Oh! Soo-Jung
South Korea,
2000, 127 min
Shown in 2001
CREDITS
OTHER
The recent cinematic trend of older man/younger woman fetish fantasies is both parodied and exposed in this dryly engaging film by one of Korea’s most acclaimed new directors. Playfully skipping between the man’s version, the woman’s version and different moments of the day when the two protagonists might finally have sex, Hong Sang-soo gives the tale the light feel of early Godard or romantic Truffaut, complete with impressive black-and-white lensing and a spirited disregard for narrative convention.
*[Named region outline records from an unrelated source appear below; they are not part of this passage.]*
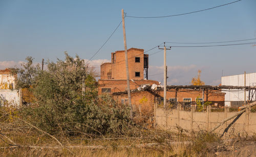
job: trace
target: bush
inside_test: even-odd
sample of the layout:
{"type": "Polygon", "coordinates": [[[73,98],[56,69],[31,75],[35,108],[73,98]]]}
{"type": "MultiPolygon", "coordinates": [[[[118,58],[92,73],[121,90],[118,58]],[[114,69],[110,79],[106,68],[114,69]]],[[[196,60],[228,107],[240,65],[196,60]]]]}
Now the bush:
{"type": "MultiPolygon", "coordinates": [[[[48,61],[47,71],[33,72],[28,81],[32,83],[26,87],[30,87],[35,101],[22,108],[23,118],[51,133],[124,133],[132,124],[127,107],[109,96],[98,98],[97,82],[84,61],[67,53],[66,57],[56,63],[48,61]]],[[[37,69],[27,68],[31,69],[37,69]]]]}

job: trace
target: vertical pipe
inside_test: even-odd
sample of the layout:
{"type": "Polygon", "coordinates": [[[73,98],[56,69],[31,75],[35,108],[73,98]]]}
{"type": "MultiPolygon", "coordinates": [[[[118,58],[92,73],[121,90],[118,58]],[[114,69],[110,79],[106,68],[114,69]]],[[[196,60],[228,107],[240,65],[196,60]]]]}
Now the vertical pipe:
{"type": "Polygon", "coordinates": [[[163,106],[166,109],[166,47],[164,48],[164,93],[163,93],[163,106]]]}
{"type": "Polygon", "coordinates": [[[246,72],[244,71],[244,104],[246,103],[246,91],[245,86],[246,86],[246,72]]]}
{"type": "Polygon", "coordinates": [[[130,106],[130,116],[131,118],[133,118],[133,107],[132,106],[132,101],[131,100],[131,91],[130,88],[130,76],[129,70],[128,68],[128,57],[127,55],[127,46],[126,46],[126,37],[125,34],[125,25],[124,24],[124,15],[123,13],[123,9],[122,9],[122,21],[123,24],[123,43],[124,44],[124,55],[125,57],[125,64],[126,69],[127,76],[127,92],[128,94],[128,100],[129,105],[130,106]]]}

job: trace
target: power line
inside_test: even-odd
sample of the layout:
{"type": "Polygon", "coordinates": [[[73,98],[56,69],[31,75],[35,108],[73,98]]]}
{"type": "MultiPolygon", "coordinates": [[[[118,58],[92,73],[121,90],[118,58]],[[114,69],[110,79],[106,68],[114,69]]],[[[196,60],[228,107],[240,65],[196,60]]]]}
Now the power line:
{"type": "Polygon", "coordinates": [[[92,56],[92,57],[91,57],[91,58],[90,58],[89,60],[88,60],[86,63],[87,63],[87,62],[88,61],[89,61],[90,60],[91,60],[91,59],[92,59],[93,57],[94,57],[94,56],[98,53],[98,52],[99,52],[99,51],[103,48],[103,47],[105,45],[105,44],[106,44],[106,43],[109,41],[109,40],[110,39],[110,38],[113,36],[113,35],[114,34],[114,33],[115,33],[115,32],[116,32],[116,31],[117,30],[117,29],[118,28],[118,27],[119,27],[119,26],[120,25],[121,25],[121,23],[122,23],[122,21],[121,21],[119,23],[119,24],[118,24],[118,25],[117,26],[117,27],[116,28],[116,29],[115,29],[115,30],[114,31],[114,32],[113,32],[112,34],[111,34],[111,35],[110,36],[110,37],[109,37],[109,38],[108,38],[108,39],[106,39],[106,41],[105,41],[105,42],[104,42],[104,43],[102,44],[102,46],[99,49],[99,50],[98,50],[98,51],[97,51],[92,56]]]}
{"type": "Polygon", "coordinates": [[[223,7],[224,6],[228,5],[233,3],[235,3],[237,2],[238,2],[239,1],[241,1],[242,0],[238,0],[237,1],[234,1],[231,3],[227,3],[224,5],[222,5],[220,6],[216,6],[214,7],[210,8],[207,8],[207,9],[205,9],[203,10],[197,10],[197,11],[195,11],[190,12],[188,12],[188,13],[182,13],[182,14],[174,14],[174,15],[167,15],[167,16],[152,16],[152,17],[143,17],[143,16],[126,16],[126,17],[132,17],[132,18],[163,18],[163,17],[172,17],[172,16],[181,16],[181,15],[187,15],[187,14],[192,14],[192,13],[197,13],[199,12],[201,12],[201,11],[206,11],[208,10],[210,10],[212,9],[215,9],[216,8],[220,7],[223,7]]]}
{"type": "Polygon", "coordinates": [[[148,52],[148,51],[151,51],[151,50],[153,50],[153,49],[156,49],[156,48],[158,47],[158,46],[159,46],[161,45],[161,44],[163,44],[163,42],[161,42],[161,43],[160,44],[159,44],[159,45],[156,46],[155,46],[155,47],[152,48],[150,49],[150,50],[147,50],[147,51],[145,51],[144,53],[147,52],[148,52]]]}
{"type": "Polygon", "coordinates": [[[151,55],[154,55],[154,54],[156,54],[156,53],[159,53],[159,52],[161,52],[161,51],[162,51],[162,50],[159,50],[159,51],[157,51],[157,52],[154,52],[154,53],[152,53],[152,54],[148,54],[148,56],[151,56],[151,55]]]}
{"type": "Polygon", "coordinates": [[[234,44],[217,44],[217,45],[205,45],[205,46],[172,46],[171,47],[172,47],[172,48],[214,47],[224,47],[224,46],[237,46],[237,45],[243,45],[243,44],[255,44],[255,43],[256,43],[256,42],[241,43],[234,43],[234,44]]]}
{"type": "Polygon", "coordinates": [[[239,40],[224,41],[217,41],[217,42],[165,42],[165,43],[180,43],[180,44],[204,44],[204,43],[217,43],[232,42],[248,41],[248,40],[256,40],[256,38],[247,39],[239,40]]]}
{"type": "MultiPolygon", "coordinates": [[[[139,56],[139,55],[141,55],[141,54],[145,54],[145,53],[146,52],[148,52],[148,51],[151,51],[151,50],[154,50],[154,49],[156,49],[156,48],[158,48],[158,46],[159,46],[161,45],[162,44],[163,44],[163,42],[162,42],[162,43],[161,43],[160,44],[159,44],[159,45],[158,45],[158,46],[155,46],[155,47],[152,48],[150,49],[150,50],[147,50],[147,51],[145,51],[145,52],[143,52],[143,53],[140,53],[140,54],[138,54],[138,55],[136,55],[136,56],[133,56],[133,57],[130,57],[130,58],[128,58],[128,59],[131,59],[131,58],[133,58],[136,57],[137,57],[137,56],[139,56]]],[[[157,52],[157,53],[158,53],[158,52],[157,52]]],[[[154,54],[154,53],[153,53],[153,54],[154,54]]],[[[152,55],[152,54],[149,54],[149,55],[152,55]]],[[[121,61],[118,61],[118,62],[116,62],[116,63],[120,63],[120,62],[121,62],[124,61],[125,61],[124,60],[121,60],[121,61]]]]}
{"type": "Polygon", "coordinates": [[[148,76],[155,76],[155,75],[161,75],[161,74],[163,74],[163,73],[159,73],[159,74],[152,74],[152,75],[148,75],[148,76]]]}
Soo-jung is an attractive television writer “torn” (a strong word for her remarkably lethargic mood) between two men: her alternately downtrodden or overbearing—but always married—boss Young-soo, and his friend Jae-hoon, a wealthy gallery owner. First Jae-hoon, then Soo-jung retell their eventual courtship. His recollections remain peppered with references to his fancy sports car; hers are—needless to say—quite different. Both versions, though, involve a blur of increasingly drunken dinners, dates and fateful meetings. Proving that anywhere alcohol goes, love follows (or is that the other way around), Virgin Stripped Bare (named after a Marcel Duchamp work) uncorks lines like “How about if I be your girlfriend only when you drink?” to cynically unveil the truth and remarkable confusion behind love and desire.